Darah lelaki itu, berdesir keras. Walau sudah hampir seratus orang yang di bunuhya. Namun setiap kali mendapat tawaran untuk membunuh. Jantung lelaki itu, seperti menghantam keras dadanya. Hingga memompa darahnya, ke ubun-ubun.

“Sepuluh jutaanpun akan kubayar, asal pekerjaanmu rapi. Kau tidak mau ada bekas pembunuhan, pada pengusaha kayu itu. Kau apakan terserah padamu. Kau ahlinya, aku hanya minta buatlah mati mendadak, bagai orang yang terkena serangan jantung.” Ucap Sutarto, sambil menyerahkan cek sebesar lima juta.

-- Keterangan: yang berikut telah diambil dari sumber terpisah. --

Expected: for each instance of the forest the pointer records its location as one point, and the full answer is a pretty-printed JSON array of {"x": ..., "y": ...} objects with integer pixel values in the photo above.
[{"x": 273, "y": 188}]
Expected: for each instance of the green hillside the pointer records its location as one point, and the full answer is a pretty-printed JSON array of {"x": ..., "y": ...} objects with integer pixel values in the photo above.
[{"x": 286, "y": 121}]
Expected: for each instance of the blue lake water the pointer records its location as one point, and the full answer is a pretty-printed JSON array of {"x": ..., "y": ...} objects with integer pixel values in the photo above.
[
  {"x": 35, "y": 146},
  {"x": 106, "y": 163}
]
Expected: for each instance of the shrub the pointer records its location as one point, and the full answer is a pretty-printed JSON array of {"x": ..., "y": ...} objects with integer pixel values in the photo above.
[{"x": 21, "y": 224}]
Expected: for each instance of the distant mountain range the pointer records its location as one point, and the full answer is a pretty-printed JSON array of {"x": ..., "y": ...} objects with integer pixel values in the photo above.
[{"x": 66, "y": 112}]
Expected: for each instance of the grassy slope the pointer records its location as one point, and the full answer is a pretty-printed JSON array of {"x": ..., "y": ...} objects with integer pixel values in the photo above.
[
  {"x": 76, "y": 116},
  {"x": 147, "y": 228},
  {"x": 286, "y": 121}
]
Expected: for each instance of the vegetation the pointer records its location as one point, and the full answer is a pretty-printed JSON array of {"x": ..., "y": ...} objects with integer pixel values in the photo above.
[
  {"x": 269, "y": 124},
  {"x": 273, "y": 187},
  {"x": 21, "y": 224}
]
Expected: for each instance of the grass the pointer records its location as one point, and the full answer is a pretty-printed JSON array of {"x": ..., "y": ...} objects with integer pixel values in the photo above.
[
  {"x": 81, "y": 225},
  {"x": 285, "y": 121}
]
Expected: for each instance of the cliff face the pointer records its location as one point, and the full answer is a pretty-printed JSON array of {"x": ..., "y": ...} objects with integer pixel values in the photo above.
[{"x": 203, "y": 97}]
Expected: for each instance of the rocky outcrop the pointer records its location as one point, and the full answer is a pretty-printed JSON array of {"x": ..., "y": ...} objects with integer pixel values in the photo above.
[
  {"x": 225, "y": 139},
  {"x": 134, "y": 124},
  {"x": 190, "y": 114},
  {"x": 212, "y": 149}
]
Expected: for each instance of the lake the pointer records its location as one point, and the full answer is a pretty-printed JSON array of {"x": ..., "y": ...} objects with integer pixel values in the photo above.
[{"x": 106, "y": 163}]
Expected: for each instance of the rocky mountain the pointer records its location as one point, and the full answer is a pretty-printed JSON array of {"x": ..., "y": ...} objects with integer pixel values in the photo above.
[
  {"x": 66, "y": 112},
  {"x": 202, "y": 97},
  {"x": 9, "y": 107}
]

“Sisanya setelah pekerjaanmu selesai” ucap Sutarto.
“Tapi apa? Pembayaran bapak yang separo itu, membuktikan bahwa bapak tidak percaya dengan pekerjaanku” ucap lelaki, sambil menghisap rokok filternya.
“Baik, ini yang lima juta” ucap Sutarto, sambil menyerahkan cek.
“Dalam dua hari, bapak akan baca di media cetak. Sebab pengusaha kayu jati yang bapak maksud sudah mati” ucap lelaki itu, sambil menerima cek dan keluar dari ruang kantor pak Sutarto.

Waktu berputar, melipat-lipat langit. Bulan, matahari, dan bintang gumintang bergeser saling melepas berjuta-juta cahaya dan melemparnya ke bumi peradaban.
Halaman hotel Space, menebar bau anyir darah. Hotel bintang lima itu, bersimbah darah, menghantarkan nyawa lepas dari jasadnya. Pengusaha kayu jati, menerbangkan tubuhnya, dari lantai sembilan. Tubuh gempal itu, membentur dinding-dinding hotel dan akhirnya terpental jatuh di halaman hotel, kepalanya pecah, kaki dan tangannya patah.

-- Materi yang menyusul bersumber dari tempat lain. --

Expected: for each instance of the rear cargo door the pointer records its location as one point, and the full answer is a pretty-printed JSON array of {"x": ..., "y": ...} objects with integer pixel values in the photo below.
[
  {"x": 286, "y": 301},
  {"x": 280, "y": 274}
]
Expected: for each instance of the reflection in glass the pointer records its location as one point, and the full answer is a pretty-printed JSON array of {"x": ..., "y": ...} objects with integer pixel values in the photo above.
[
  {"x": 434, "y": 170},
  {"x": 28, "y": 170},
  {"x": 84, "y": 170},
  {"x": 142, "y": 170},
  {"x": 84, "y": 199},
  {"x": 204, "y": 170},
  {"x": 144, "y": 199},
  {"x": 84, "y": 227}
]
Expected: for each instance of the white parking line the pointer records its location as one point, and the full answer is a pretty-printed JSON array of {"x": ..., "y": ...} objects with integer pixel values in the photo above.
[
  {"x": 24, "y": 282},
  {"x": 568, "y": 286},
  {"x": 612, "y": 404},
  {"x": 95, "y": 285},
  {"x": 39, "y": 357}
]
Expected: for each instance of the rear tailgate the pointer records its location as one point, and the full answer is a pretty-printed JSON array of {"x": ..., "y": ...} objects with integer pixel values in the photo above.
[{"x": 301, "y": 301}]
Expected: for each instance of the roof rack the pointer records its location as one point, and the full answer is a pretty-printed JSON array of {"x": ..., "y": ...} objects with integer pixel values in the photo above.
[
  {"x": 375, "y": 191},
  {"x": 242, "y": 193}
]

“Bunuh diri” kata pegawai hotel, sambil menelepon polisi. Kematian pengusaha kayu jati itu, dengan cepat sudah menghiasi media cetak dan elektronik. Seorang ibu menangis histeris, saat matanya melihat jenazah suaminya terbujur membiru dan jatuh pingsan. Soerang polisi segera mengangkat ibu itu, kedalam hotel.

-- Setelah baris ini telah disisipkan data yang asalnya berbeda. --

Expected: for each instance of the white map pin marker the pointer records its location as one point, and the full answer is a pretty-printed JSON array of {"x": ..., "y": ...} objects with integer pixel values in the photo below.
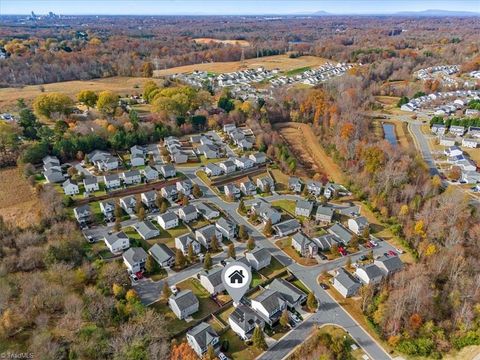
[{"x": 236, "y": 277}]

“Kriiiiing……kriiiing…..”. laki-laki itu, mengangkat gagang telepon. “Bagus, pekerjaanmu sangat rapi dan profesional. Mereka semua pasti menganggap pengusaha kayu jati itu, bunuh diri” ucap Sutarto, sambil tertawa puas.
“Terimakasih” ucap laki-laki itu, datar.
“Oh. Iya, kau harus datang di hotel Paris, kamar 12, nanti malam. Temanku akan memberi pekerjaan hebat padamu. Jangan lupa kau harus datang. Sudah ya, thank” ucap Sutarto sambil menutup telepon.
“Hotel Paris kamar 12” ucap laki-laki itu, sambil menulis di atas kertas.

Bulan bertengger. Cahaya berebut dengan kumpulan awan hitam. Malam redup, dibilas angin yang berhamburan menusuk setiap lubang pori-pori.
“Ini cek 50 juta, kau bunuh perempuan ini” ucap Hambali, sambil menyerahkan foto, seorang perempuan yang cukup cantik.
“Kenapa perempuan cantik ini harus mati?” ucap lelaki itu, sambil tersenyum.
“Sudahlah bunuh saja, tidak usah banyak tanya” jawab Hambali, sambil mempersilakan lelaki itu, keluar kamar.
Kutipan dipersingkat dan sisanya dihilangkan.